Cuddy huffed a frustrated sigh. "Go do your clinic hours."


"Thirty-eight-year-old male," House announced, limping into the conference room.

"We…have a new case?" Taub asked. "Before we finished the last one?"

"She has MS. Run the tests later." Going over to the whiteboard, House picked up a marker and wrote down two symptoms in his messy handwriting.

"Starvation and aggression?" Foreman read dubiously. "We're treating someone for rabies?"

"If it were that simple, we wouldn't be wasting our time. Also, rabies doesn't cause starvation. But, you are the neurologist; I wouldn't expect you to know that."

Foreman shot him a look as Thirteen cut in. "Is the starvation on purpose or is his body rejecting it?"

"We don't know."

"Well, does he have a medical file we could look at?"

"Probably. But I thought it'd be challenging to do without."

Thirteen cast a confused look at Taub and continued. "Okay… What if it's just stress?"

Taub nodded. "Stress could cause all—"

"It's not stress."

"Can we test this patient for anything?"

"Nope."

"Is…the patient imaginary?" Kutner asked.

"Nope."

Taub was growing tired of this game. "Dr. House, you've given us practically nothing to go on. Can we go run the tests for MS on our real patient now?"

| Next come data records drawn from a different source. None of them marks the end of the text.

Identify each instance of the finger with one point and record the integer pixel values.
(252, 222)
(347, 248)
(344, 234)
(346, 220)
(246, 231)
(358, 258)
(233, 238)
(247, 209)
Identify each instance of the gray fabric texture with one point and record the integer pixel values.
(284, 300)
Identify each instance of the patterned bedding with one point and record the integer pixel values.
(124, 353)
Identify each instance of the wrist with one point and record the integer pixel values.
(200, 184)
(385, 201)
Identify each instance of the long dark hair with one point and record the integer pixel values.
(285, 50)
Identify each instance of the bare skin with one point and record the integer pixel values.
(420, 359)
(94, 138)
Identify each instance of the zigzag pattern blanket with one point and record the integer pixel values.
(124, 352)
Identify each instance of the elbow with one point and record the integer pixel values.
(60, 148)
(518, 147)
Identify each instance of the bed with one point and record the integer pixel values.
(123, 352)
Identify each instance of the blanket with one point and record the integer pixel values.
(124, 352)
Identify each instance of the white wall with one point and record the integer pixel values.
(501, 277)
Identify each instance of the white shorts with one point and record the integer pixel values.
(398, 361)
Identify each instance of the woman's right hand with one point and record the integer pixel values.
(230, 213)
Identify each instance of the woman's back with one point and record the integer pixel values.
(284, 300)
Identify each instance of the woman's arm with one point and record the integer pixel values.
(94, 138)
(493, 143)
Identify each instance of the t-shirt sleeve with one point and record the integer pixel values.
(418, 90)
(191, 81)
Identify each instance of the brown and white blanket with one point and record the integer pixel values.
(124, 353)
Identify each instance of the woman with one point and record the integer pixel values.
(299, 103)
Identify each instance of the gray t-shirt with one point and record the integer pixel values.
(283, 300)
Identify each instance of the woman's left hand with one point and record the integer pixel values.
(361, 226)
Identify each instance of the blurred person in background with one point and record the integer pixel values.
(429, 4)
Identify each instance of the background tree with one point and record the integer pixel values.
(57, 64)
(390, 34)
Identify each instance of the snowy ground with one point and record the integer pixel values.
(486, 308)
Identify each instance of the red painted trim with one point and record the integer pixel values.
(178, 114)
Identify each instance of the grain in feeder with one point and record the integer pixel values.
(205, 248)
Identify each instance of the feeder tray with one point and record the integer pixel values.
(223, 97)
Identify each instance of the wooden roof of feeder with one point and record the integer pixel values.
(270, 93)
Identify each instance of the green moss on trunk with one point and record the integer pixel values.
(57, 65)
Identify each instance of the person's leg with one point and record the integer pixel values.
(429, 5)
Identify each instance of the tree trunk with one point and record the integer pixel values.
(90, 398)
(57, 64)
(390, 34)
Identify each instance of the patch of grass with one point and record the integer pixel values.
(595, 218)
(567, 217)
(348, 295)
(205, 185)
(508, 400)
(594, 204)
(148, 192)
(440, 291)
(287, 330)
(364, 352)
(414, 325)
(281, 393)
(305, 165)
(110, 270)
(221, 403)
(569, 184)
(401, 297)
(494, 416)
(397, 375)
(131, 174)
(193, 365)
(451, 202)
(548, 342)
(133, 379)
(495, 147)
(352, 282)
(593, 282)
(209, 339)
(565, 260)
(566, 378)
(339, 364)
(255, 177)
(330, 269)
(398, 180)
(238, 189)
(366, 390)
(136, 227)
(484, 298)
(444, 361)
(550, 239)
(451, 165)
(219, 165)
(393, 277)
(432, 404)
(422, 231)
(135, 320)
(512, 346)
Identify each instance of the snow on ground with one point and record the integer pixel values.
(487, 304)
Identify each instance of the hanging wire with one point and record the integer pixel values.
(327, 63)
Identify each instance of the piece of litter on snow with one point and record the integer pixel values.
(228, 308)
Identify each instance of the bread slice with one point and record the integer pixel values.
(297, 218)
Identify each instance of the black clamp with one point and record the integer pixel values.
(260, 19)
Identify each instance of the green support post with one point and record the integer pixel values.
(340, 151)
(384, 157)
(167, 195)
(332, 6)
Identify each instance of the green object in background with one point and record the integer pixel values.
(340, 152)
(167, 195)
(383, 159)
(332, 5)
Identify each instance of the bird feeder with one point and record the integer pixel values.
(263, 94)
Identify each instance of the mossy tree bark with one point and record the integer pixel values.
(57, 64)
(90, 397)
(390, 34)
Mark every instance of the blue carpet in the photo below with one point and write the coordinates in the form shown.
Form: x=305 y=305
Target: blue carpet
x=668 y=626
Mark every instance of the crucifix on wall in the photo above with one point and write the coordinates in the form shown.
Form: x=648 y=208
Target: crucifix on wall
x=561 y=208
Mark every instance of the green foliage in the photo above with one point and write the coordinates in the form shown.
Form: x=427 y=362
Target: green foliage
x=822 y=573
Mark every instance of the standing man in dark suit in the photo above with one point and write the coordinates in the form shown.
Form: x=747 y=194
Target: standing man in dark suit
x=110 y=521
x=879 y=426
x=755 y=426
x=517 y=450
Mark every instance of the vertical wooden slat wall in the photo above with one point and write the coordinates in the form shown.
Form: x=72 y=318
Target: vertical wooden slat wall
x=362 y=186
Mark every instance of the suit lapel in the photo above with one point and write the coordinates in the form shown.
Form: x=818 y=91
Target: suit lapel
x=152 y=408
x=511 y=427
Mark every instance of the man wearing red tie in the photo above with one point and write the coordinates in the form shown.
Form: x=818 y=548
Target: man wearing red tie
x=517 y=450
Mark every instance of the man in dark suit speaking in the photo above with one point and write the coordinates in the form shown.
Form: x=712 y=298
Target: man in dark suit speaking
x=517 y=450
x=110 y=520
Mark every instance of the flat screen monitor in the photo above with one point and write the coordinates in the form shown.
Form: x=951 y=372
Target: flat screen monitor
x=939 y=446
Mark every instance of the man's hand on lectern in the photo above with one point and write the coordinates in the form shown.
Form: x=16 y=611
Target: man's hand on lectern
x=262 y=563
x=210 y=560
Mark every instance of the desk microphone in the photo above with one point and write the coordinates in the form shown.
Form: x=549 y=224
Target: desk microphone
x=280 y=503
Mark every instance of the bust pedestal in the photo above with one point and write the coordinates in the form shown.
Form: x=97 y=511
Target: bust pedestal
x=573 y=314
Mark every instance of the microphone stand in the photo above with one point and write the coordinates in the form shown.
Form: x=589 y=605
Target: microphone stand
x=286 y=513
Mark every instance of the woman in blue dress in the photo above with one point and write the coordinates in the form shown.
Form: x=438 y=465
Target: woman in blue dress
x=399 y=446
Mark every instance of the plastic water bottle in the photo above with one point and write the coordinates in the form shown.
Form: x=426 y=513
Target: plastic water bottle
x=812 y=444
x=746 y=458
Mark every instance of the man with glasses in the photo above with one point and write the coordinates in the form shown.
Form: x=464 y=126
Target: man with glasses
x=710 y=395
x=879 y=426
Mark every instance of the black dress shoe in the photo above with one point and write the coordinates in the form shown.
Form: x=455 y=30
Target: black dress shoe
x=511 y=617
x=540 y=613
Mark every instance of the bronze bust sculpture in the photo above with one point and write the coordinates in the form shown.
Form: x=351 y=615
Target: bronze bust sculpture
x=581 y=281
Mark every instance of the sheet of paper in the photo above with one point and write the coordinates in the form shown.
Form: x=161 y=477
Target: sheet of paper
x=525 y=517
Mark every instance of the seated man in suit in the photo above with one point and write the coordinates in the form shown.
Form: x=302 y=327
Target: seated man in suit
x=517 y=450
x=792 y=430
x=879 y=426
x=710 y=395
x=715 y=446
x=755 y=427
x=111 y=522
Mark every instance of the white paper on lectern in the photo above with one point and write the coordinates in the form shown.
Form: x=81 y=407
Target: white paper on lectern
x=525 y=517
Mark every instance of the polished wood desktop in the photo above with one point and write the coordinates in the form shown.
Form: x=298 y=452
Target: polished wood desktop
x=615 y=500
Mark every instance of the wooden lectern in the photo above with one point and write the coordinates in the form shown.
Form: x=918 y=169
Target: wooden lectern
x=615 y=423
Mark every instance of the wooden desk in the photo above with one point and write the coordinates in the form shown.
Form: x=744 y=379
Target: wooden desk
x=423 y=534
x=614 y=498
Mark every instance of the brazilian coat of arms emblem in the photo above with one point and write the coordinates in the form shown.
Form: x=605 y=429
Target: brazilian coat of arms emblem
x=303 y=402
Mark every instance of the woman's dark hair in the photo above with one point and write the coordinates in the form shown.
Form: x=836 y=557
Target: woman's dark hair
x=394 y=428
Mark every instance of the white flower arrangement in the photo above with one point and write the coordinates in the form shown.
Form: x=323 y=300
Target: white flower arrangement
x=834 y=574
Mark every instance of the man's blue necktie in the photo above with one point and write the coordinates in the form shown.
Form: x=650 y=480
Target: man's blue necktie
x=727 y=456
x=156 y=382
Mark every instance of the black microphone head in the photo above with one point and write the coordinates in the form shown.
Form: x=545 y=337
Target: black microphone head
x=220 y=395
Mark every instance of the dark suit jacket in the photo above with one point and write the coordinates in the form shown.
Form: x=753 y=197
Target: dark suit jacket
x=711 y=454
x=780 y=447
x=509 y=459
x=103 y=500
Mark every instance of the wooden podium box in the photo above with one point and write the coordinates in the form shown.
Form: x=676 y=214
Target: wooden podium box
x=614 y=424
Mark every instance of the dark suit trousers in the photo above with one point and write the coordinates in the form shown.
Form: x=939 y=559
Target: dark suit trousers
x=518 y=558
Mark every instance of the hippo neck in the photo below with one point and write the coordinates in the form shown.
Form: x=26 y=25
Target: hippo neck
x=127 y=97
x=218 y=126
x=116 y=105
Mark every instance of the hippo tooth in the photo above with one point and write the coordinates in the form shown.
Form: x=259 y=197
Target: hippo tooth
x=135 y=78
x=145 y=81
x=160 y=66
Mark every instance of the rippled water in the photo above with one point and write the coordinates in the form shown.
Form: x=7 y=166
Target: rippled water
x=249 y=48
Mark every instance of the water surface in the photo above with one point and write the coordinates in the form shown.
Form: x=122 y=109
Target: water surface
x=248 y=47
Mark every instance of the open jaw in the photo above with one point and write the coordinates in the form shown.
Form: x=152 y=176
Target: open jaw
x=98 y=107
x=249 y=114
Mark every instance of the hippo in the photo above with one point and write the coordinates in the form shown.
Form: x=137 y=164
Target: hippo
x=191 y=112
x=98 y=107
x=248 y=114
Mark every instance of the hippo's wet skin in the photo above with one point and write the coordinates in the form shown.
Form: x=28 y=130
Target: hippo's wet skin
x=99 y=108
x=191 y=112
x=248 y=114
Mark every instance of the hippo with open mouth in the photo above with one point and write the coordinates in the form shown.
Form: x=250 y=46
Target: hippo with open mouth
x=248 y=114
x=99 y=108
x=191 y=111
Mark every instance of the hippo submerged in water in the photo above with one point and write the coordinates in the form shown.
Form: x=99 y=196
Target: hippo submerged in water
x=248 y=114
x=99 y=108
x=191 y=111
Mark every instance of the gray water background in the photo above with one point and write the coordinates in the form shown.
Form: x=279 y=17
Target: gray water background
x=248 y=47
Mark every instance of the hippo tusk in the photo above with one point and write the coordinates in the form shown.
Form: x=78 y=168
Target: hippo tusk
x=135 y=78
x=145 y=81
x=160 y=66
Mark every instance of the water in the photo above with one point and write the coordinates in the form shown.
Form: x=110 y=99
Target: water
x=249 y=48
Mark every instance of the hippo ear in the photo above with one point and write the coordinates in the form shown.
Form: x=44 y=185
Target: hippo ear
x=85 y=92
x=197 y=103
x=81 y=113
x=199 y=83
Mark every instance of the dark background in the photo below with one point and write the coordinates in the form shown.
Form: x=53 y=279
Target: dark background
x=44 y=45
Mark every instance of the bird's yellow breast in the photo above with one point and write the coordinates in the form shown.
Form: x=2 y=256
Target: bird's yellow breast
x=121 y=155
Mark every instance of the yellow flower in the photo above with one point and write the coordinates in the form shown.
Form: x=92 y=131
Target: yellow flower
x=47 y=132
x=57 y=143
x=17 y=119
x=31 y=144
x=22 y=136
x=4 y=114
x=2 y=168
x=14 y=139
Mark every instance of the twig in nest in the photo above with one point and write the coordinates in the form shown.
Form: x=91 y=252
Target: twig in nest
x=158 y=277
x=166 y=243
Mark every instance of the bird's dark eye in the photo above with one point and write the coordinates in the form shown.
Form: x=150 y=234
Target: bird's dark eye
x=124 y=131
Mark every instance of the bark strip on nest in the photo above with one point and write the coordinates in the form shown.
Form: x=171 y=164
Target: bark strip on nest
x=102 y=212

House glared at him, then huffed a sigh. "Fine. Go."

Staring at the board, he heard them leave, and almost jumped when Foreman's voice interrupted his thoughts.

"House, do we know this person?"

"I do. Stripper asked me to treat her boyfriend in return for a month's worth of free lap dances."

Foreman quirked an eyebrow. "You haven't given us the patient file, and those symptoms are ones that you would never be concerned about in a normal case. This one worries you."

House shot him a look, silently willing him to shut up.

"It's Wilson, isn't it?" Foreman said.

"No."

Foreman sighed and stood, heading for the door. "Well, when you have a file or more of a base for diagnosis, let us know."